En fait, il semble que plusieurs souvenirs d’enfance sont associés dans ce tableau. Si la mariée renvoie à la question de la virginité, la broyeuse de chocolat à une fabrique d’excréments, que dire du halo, des ombrelles, des tamis, des ciseaux, du gaz d’éclairage, de la chute d’eau ?
Ce sont sans doute des souvenirs, des jeux de mots, des métaphores, des bouts d’idées nées des méandres de ses pensées qu’il associe, une somme éléments quasiment indéchiffrables pour nous malgré les nombreuses notes qui s’y réfèrent et que de doctes chercheurs ont essayé de reconstituer.
Coller des bouts de rêve, des souvenirs, des dessins, mélanger avec de la mécanique, de la perspective, de la cinétique et du gaz a permis à Duchamp d’élaborer une fiction dont il nous propose de trouver le sens, voire de l’inventer. Il semble nous dire : débrouillez-vous avec ça, nous renvoyant à la place du spectateur transformé en chercheur de sens.
Comme il est quasi impossible de découvrir ou de reconstruire les multiples idées qui ont conduit au Grand Verre (grand vers ?), je me suis amusé à m’attaquer simplement au titre de l’œuvre : "La mariée mise à nue par les célibataires même" (m’aime).
Ce qui caractérise la femme mariée, c’est bien sûr le rapport sexuel (qui devient autorisé par la société). Le tableau montre une mariée (réduite à des formes mécaniques) et sous elle (sous ses jupes) "ses" célibataires. Comment des célibataires peuvent-ils être siens ? De plus, ils ne sont pas là, il n’y a que leurs uniformes. Ils sont donc quelque part ailleurs et forcément nus puisqu’on leur a enlevé leur uniforme. Où sont-ils pour la déshabiller ? Et surtout où est l’époux ? C’est lui qui devrait être en train de la déshabiller.
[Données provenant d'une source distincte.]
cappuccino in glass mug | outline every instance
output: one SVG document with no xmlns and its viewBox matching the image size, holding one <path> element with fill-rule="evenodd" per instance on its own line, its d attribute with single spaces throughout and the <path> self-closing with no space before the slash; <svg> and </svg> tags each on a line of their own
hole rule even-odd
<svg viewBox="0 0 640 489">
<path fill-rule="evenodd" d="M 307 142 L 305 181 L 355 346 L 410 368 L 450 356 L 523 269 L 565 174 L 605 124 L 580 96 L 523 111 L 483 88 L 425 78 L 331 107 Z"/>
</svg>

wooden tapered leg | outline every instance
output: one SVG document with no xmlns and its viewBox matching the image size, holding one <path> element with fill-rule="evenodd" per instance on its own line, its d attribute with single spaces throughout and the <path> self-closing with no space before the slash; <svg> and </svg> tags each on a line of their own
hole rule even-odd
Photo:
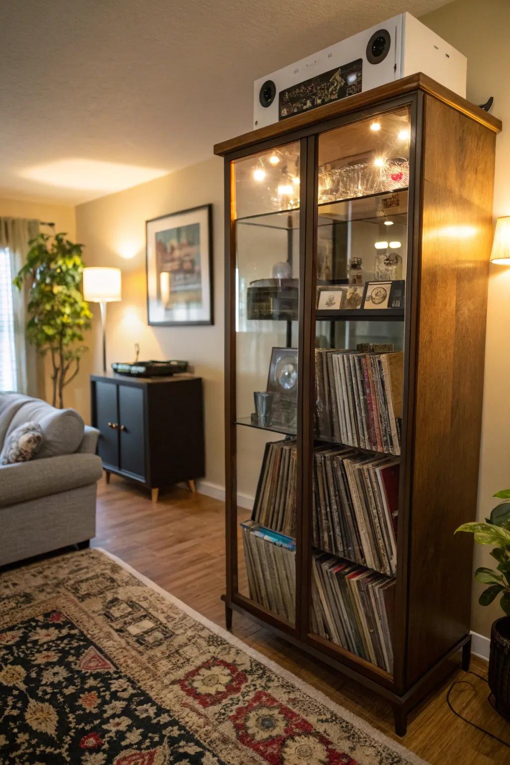
<svg viewBox="0 0 510 765">
<path fill-rule="evenodd" d="M 225 604 L 225 624 L 229 632 L 232 630 L 232 615 L 233 611 L 229 606 Z"/>
<path fill-rule="evenodd" d="M 405 736 L 408 730 L 408 712 L 405 707 L 395 704 L 393 707 L 395 732 L 398 736 Z"/>
<path fill-rule="evenodd" d="M 469 665 L 471 664 L 471 638 L 465 643 L 462 646 L 462 664 L 461 666 L 464 672 L 469 671 Z"/>
</svg>

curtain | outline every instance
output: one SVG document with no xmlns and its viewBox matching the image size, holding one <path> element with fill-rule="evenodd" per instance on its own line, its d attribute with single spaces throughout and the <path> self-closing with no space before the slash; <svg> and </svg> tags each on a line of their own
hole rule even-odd
<svg viewBox="0 0 510 765">
<path fill-rule="evenodd" d="M 11 279 L 25 262 L 29 240 L 38 233 L 38 220 L 0 217 L 0 248 L 9 251 Z M 17 388 L 20 393 L 37 396 L 35 349 L 28 343 L 24 331 L 28 298 L 28 286 L 21 291 L 12 286 Z"/>
</svg>

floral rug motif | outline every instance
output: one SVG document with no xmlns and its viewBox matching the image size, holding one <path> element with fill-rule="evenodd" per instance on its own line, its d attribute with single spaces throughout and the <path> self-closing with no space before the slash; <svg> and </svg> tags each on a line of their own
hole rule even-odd
<svg viewBox="0 0 510 765">
<path fill-rule="evenodd" d="M 422 762 L 135 573 L 86 550 L 0 575 L 0 763 Z"/>
</svg>

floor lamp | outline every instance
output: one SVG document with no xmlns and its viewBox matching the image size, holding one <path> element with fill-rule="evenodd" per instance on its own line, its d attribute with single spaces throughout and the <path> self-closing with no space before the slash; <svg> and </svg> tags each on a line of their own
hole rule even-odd
<svg viewBox="0 0 510 765">
<path fill-rule="evenodd" d="M 120 269 L 103 266 L 83 269 L 83 298 L 87 303 L 99 303 L 102 327 L 102 371 L 106 373 L 106 303 L 121 299 Z"/>
</svg>

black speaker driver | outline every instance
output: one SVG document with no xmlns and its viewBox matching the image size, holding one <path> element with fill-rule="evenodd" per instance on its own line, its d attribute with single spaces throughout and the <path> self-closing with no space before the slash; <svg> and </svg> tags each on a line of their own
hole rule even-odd
<svg viewBox="0 0 510 765">
<path fill-rule="evenodd" d="M 381 63 L 389 53 L 391 37 L 387 29 L 378 29 L 366 46 L 366 58 L 369 63 Z"/>
<path fill-rule="evenodd" d="M 267 109 L 268 106 L 271 106 L 271 103 L 274 100 L 275 96 L 276 85 L 272 80 L 266 80 L 260 89 L 260 93 L 258 94 L 258 100 L 260 101 L 261 106 L 264 106 L 265 109 Z"/>
</svg>

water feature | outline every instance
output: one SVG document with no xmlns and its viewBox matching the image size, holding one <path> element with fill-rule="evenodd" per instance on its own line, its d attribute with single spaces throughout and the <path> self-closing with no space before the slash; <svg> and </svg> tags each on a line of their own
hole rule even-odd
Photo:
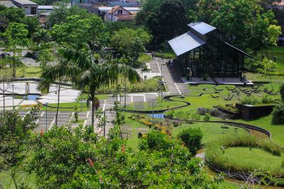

Dans ce tableau, il y a donc en tout neuf hommes nus, un époux absent et l’auteur qui décrit la scène (donc en position de voyeur). Il pourrait aussi être celui qui la déshabille puisqu’elle l’aime (la mariée, mise à nue par ses célibataires m’aime). Il ne dit d’ailleurs pas s’il aime, il dit qu’il est aimé, cela lui suffit peut-être
Dans cette scène, il n’y a pas de relations sexuelles accomplies, seulement du voyeurisme. Le narrateur et les neuf célibataires sont des voyeurs. Si on compte celui de la mariée, il y a dans cette scène dix corps érotisés (et mécanisés).
Ainsi l’œuvre de Duchamp qu’on croyait froide et intellectuelle, est fortement sexualisée. Un climat érotique lié à la question du regard, de la nudité, du sexe, du voyeurisme.
L’exposition du Centre Pompidou est toute entière tendue vers le Grand Verre, montrant à travers ses principales œuvres l’extrême cohérence et la persévérance d’un artiste qui a la volonté de rompre avec le formalisme et le naturalisme pour questionner le regard.
Duchamp a ouvert un champ de recherche immense, celui d’un art qui échappe à la rétine, se délivre de sa fonction esthétique (qui est de plaire à l’œil) pour affirmer un potentiel intellectuel infini.